Design Patterns for Data Deletion

Tombstoning
- What it is: Instead of deleting records outright, mark them as deleted.
- Use case: Soft deletions where you might need to restore data later.
- Example: A user deactivates their account but might return. Tombstoning allows you to reactivate without data loss.
Archival
- What it is: Move old data to a cheaper, slower storage tier.
- Use case: Data that must be retained for compliance but isn't accessed frequently.
- Example: Financial records older than five years moved from a live database to cold storage.
Log Rotation
- What it is: Regularly delete or archive logs after a certain period.
- Use case: Log files that are essential for a short duration.
- Example: Server logs that are only needed for the last 30 days.

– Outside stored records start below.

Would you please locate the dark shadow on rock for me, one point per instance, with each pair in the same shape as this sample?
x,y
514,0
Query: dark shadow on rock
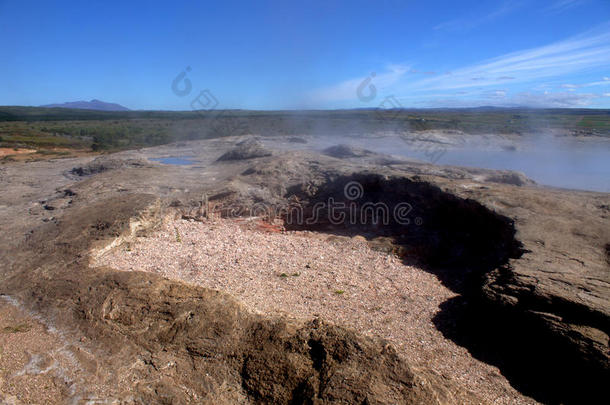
x,y
459,241
534,361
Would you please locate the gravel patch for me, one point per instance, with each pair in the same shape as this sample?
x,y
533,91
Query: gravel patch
x,y
306,274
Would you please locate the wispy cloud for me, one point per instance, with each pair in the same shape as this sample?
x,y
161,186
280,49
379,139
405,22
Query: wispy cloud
x,y
346,90
562,5
537,68
585,51
467,23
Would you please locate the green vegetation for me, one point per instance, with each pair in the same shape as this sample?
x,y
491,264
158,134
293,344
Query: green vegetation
x,y
88,130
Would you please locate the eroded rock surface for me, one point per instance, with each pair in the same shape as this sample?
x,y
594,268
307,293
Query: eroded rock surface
x,y
534,290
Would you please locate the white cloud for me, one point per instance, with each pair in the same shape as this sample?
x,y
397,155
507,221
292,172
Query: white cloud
x,y
537,68
575,54
347,90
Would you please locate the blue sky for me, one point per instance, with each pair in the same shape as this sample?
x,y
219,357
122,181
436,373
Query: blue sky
x,y
326,54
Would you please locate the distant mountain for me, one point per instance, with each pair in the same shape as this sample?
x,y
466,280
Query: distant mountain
x,y
89,105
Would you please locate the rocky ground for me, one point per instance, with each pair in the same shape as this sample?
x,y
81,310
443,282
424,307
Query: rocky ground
x,y
527,267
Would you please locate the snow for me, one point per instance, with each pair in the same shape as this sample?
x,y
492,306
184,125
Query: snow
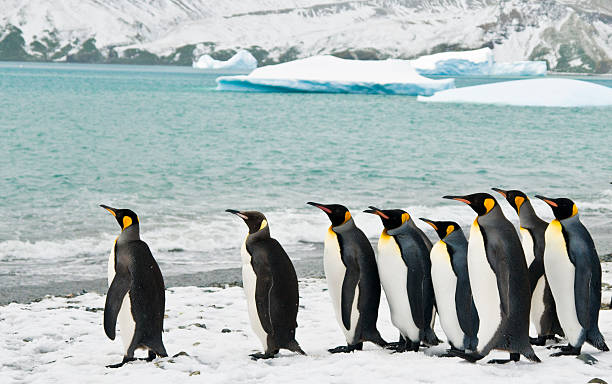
x,y
242,61
458,63
329,74
478,62
60,339
519,68
553,92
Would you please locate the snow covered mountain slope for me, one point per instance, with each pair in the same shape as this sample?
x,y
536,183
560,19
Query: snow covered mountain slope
x,y
571,35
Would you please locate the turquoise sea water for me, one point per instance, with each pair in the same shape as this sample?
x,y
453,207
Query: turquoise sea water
x,y
161,141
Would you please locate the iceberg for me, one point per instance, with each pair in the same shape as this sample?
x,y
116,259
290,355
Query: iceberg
x,y
478,62
461,63
550,92
242,61
330,74
519,68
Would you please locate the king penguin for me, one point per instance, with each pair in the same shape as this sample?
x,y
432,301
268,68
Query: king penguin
x,y
136,293
405,273
573,271
270,285
543,313
451,281
499,281
352,279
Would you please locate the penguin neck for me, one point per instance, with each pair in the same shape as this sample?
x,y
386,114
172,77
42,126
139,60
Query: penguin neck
x,y
131,233
405,227
456,239
570,220
344,227
262,234
527,216
492,216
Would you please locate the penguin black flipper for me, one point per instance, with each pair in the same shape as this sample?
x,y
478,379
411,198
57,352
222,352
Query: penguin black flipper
x,y
350,260
114,298
263,288
587,291
415,282
496,256
147,297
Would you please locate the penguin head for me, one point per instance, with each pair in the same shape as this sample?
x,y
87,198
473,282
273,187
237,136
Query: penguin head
x,y
256,221
563,208
514,197
442,228
125,217
481,203
391,218
338,214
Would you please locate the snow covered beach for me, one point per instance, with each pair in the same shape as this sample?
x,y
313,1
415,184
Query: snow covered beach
x,y
61,339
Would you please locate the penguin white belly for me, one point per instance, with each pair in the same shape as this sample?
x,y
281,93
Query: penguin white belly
x,y
249,283
527,243
334,274
484,288
394,278
560,273
127,325
537,304
445,285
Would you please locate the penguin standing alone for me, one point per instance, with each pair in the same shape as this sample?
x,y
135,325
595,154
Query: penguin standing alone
x,y
451,281
352,278
270,285
573,271
136,293
543,313
499,281
405,273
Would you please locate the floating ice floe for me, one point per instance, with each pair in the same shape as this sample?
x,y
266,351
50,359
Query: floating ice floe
x,y
553,92
242,61
478,62
329,74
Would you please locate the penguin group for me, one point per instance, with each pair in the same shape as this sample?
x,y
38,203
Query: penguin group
x,y
485,289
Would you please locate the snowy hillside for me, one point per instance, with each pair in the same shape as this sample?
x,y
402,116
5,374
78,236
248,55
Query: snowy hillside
x,y
572,35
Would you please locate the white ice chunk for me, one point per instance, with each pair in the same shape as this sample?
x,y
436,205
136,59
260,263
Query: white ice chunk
x,y
459,63
242,61
551,92
329,74
519,68
478,62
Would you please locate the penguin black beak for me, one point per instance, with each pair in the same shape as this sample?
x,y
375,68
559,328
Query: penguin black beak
x,y
500,191
320,206
111,210
430,222
375,211
458,198
547,200
237,213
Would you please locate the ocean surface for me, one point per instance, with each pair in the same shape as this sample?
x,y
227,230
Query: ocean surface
x,y
163,142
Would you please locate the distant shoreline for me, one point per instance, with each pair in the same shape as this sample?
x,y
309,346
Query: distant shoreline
x,y
309,268
205,71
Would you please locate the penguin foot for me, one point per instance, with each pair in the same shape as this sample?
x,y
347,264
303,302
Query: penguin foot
x,y
259,355
472,357
540,340
394,346
513,357
449,353
567,350
346,348
124,361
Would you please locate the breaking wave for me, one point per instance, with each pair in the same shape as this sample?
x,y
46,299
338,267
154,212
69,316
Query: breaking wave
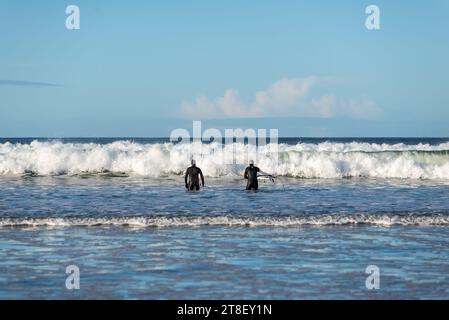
x,y
303,160
232,221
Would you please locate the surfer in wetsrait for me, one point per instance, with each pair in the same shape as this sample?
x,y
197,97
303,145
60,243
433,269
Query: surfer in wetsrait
x,y
251,175
192,177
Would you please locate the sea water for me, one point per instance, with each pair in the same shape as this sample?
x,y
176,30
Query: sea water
x,y
117,209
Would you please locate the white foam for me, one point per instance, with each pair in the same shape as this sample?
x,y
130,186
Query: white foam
x,y
232,221
323,160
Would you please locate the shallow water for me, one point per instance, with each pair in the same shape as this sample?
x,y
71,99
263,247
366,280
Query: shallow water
x,y
146,237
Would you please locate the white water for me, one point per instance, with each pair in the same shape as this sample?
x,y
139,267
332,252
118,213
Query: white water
x,y
255,221
323,160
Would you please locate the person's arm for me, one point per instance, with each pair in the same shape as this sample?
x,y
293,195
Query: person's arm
x,y
202,177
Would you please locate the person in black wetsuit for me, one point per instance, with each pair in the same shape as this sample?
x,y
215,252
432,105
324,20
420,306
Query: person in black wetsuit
x,y
251,176
191,178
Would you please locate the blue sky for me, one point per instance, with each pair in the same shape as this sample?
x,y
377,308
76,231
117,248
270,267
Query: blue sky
x,y
143,68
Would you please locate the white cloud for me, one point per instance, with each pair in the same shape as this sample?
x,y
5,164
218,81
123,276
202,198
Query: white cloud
x,y
285,97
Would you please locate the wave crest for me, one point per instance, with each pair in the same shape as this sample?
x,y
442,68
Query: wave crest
x,y
233,221
323,160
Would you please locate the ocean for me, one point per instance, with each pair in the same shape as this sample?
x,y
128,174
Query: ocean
x,y
117,209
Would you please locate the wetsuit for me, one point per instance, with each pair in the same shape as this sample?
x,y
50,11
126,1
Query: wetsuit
x,y
251,175
191,178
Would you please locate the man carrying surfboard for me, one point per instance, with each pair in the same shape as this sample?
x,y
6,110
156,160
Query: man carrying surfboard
x,y
192,177
251,174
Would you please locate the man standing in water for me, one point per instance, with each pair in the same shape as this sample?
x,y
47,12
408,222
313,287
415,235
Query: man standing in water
x,y
251,176
191,178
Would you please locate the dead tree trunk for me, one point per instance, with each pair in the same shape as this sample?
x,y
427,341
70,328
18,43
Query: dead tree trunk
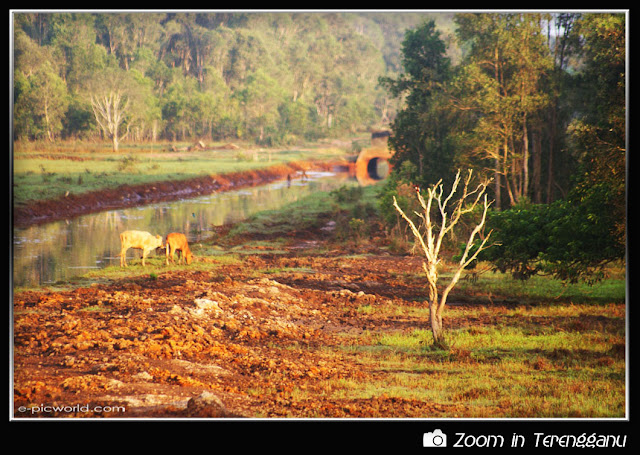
x,y
430,238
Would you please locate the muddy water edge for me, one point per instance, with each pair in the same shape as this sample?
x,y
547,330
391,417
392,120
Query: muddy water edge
x,y
46,253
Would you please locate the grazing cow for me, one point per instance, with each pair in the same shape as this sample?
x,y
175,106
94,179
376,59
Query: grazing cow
x,y
140,240
175,242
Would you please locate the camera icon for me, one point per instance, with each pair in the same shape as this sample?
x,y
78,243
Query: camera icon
x,y
434,439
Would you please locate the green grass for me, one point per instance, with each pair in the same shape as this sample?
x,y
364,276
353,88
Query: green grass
x,y
559,360
41,172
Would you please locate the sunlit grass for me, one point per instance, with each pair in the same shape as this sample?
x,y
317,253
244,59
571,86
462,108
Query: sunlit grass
x,y
544,361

Algorithms for Efficient Data Deletion

Time-Based Deletion
- Algorithm: Use timestamp fields to identify and delete old records.
- Efficiency: Low overhead as it can be scheduled during low-usage periods.
- Example: Deleting session data older than 90 days.
Batch Deletion
- Algorithm: Process deletions in batches to avoid overwhelming the system.
- Efficiency: Reduces load compared to deleting records individually.
- Example: Deleting old log entries in chunks of 1000.
Priority-Based Deletion
- Algorithm: Assign priority levels to data and delete the least critical first.
- Efficiency: Ensures important data remains accessible longer.
- Example: In an email system, delete promotional emails before user-generated content.

Use Cases and Scenarios

E-commerce Platform
- Scenario: Order history older than two years.
- Solution: Archive old order data and delete customer session data older than 30 days.
- Result: Reduces primary database size, cutting storage costs.
Social Media Network
- Scenario: User activity logs that clutter the database.
- Solution: Implement log rotation and batch deletion.
- Result: Keeps the database lean, improving performance and reducing costs.
SaaS Application
- Scenario: Tenant data where customers have left.
- Solution: Use tombstoning for soft deletes and archival for long-term storage.
- Result: Flexible data management, allowing for potential restoration if needed.

Pro Tips

Automate the Process: Use automated scripts to schedule deletions during off-peak hours.
Monitor and Adjust: Regularly review deletion policies and adjust based on data access patterns.
Test Before Deleting: Simulate deletions in a staging environment to avoid unexpected issues in production.

Optimizing data storage isn't just about reducing costs—it's about maintaining a streamlined and efficient system. By implementing these strategies, you can ensure your data management practices are both cost-effective and robust.